One minor correction to your initial comment above – no matter how long you run a reactor, you will not be able to obtain a large portion of the heat from fission product decay. Roughly 6% of the heat produced by a reactor is from decay of fission products, but the vast majority of that is from very short lived isotopes that disappear rather quickly after fission stops. An hour after shutdown, decay heat is approximately 1% of the power produced by fission during operation and it continues to drop as the decay continues.
In addition to designing the core to keep reactivity high enough to sustain a chain reaction, fuel designers and operators have material limits on how much fuel they can ultimately burn. A basic requirement of reactor design is to keep fission products and heavy metals contained in the fuel and out of the coolant.
Fuel elements are in a challenging environment with large heat production, an intense neutron and gamma radiation flux, and exposure to coolant flow. The fission process releases some gases, both as fission products and because most of the fuels used are oxides that have a couple of oxygen atoms in each molecule. When the heavy metal fissions, some of those oxygen atoms are set free. This gas production creates internal pressure in the fuel element. All of these stresses on fuel elements have an effect on the ability of the element to maintain its integrity and its mechanical properties.
In order to maintain the primary imperative to keep the fission products and the fuel materials from entering the coolant, the ultimate burnup of the fuel is kept below failure limits that have been determined by an extensive testing program in specially designed and operated reactors. It takes a long time to run these burnup test programs – it is difficult to accelerate them more than 2 or possibly 3 times as fast as they would occur in a normal reactor.

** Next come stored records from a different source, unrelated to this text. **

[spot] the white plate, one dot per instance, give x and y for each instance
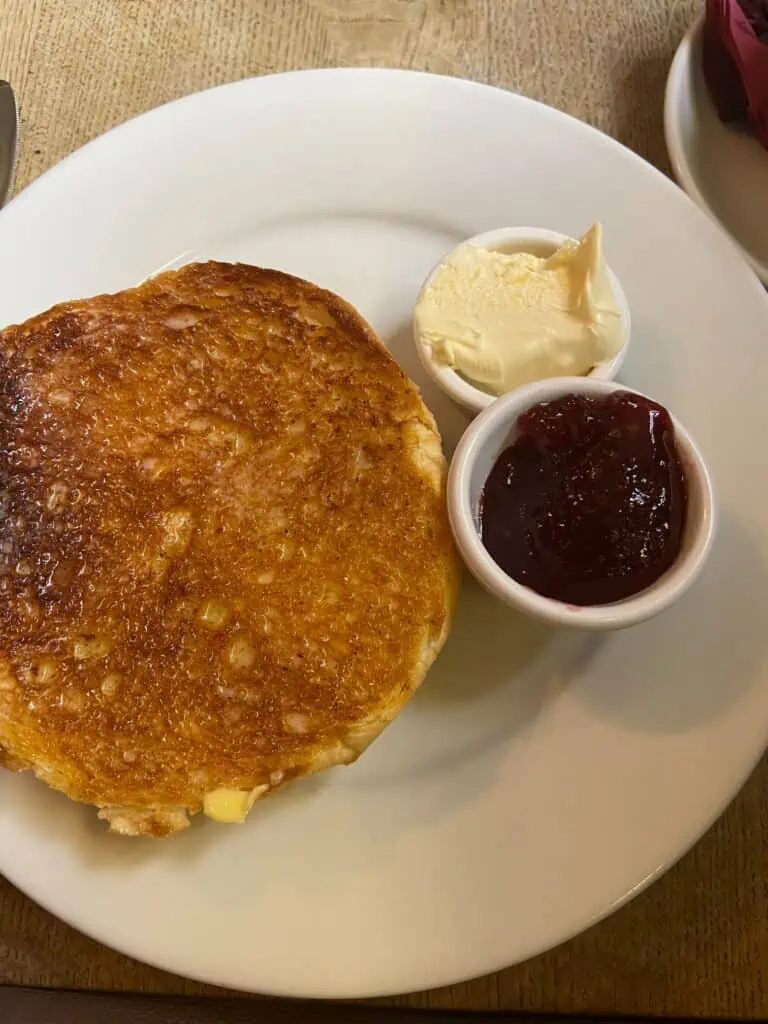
(539, 779)
(723, 168)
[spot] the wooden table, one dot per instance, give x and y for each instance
(696, 943)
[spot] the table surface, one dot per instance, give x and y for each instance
(696, 943)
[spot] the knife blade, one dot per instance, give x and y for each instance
(8, 136)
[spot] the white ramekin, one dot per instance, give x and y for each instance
(541, 242)
(478, 450)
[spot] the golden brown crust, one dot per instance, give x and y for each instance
(223, 562)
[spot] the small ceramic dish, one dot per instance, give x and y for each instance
(540, 242)
(478, 450)
(724, 169)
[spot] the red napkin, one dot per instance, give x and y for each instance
(735, 61)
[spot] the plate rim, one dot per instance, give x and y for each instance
(741, 777)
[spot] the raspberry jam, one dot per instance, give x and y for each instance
(588, 505)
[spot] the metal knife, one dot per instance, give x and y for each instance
(8, 135)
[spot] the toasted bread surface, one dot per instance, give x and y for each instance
(224, 552)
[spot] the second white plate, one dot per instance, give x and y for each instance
(540, 778)
(722, 167)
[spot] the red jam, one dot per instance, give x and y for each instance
(588, 505)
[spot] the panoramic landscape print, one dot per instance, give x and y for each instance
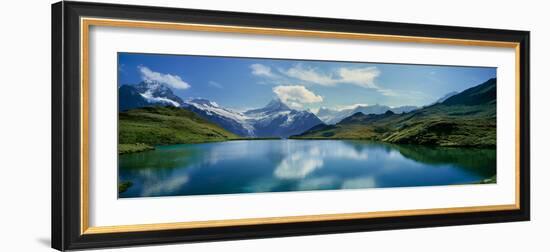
(203, 125)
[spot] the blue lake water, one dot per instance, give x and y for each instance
(250, 166)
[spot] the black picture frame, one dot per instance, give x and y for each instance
(66, 135)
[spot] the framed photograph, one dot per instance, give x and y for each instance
(180, 125)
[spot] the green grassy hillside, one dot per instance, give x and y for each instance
(139, 129)
(466, 119)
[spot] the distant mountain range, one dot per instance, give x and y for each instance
(274, 120)
(467, 118)
(331, 116)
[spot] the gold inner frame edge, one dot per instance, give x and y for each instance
(85, 24)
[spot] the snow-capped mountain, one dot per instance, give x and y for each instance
(233, 121)
(157, 93)
(146, 93)
(277, 119)
(331, 116)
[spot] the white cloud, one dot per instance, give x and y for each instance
(215, 84)
(295, 95)
(172, 81)
(363, 77)
(261, 70)
(353, 106)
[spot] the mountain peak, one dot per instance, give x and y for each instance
(484, 93)
(202, 101)
(276, 104)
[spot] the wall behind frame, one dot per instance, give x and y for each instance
(25, 127)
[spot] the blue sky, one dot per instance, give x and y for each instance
(244, 83)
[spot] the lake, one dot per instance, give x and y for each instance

Since current commercial reactors replace 1/3 of their fuel every 18 months to two years, fuel usually stays in operating reactors for up to six years. As you can imagine, the timelines to test improvements start to stretch a long way, especially since the test reactor availability is quite limited. There is a definite cost for such programs, and there is not very much payback for the fuel suppliers if they undertake efforts to increase the longevity of their fuel. In fact, in an environment where the number of reactors is constant, there is an economic disadvantage because longer lived fuel means a reduced sales volume. Anyone can understand why fuel suppliers have decided that their current burnups are good enough.
The destruction of the Fast Flux Test Facility (FFTF) by the Department of Energy did not help to encourage any new fuel testing since the lines at the rest of the available test reactor(s) is now longer. That action, first approved during the Clinton Administration, but enacted by the Bush Administration, will soon become recognized as a huge mistake.
Possible path for improvement
With TRISO particle based fuel – either pebble bed, prismatic, or some other fuel form that has not yet been suggested – there is a body of evidence that points to an ability to reach very high burnups and extended core lifetimes. Part of the advantage is the fuel form of the particle, part of it is in the fact that the fuel does not come in a form where the fuel itself is part of the structure. In a traditional light water reactor, the fuel is encased in skinny tubes with thin zirconium cladding that are 12-15 feet long. The stacks of heavy metal oxide pellets that fill the inside of each of those tubes is part of the structure that keeps the tubes from deforming.
I hope this helps understand the scope of the challenge and even to recognize some of the paths for advanced fuel cycles that will alleviate some of the issues that limit reactor fuel burnup in today’s reactors.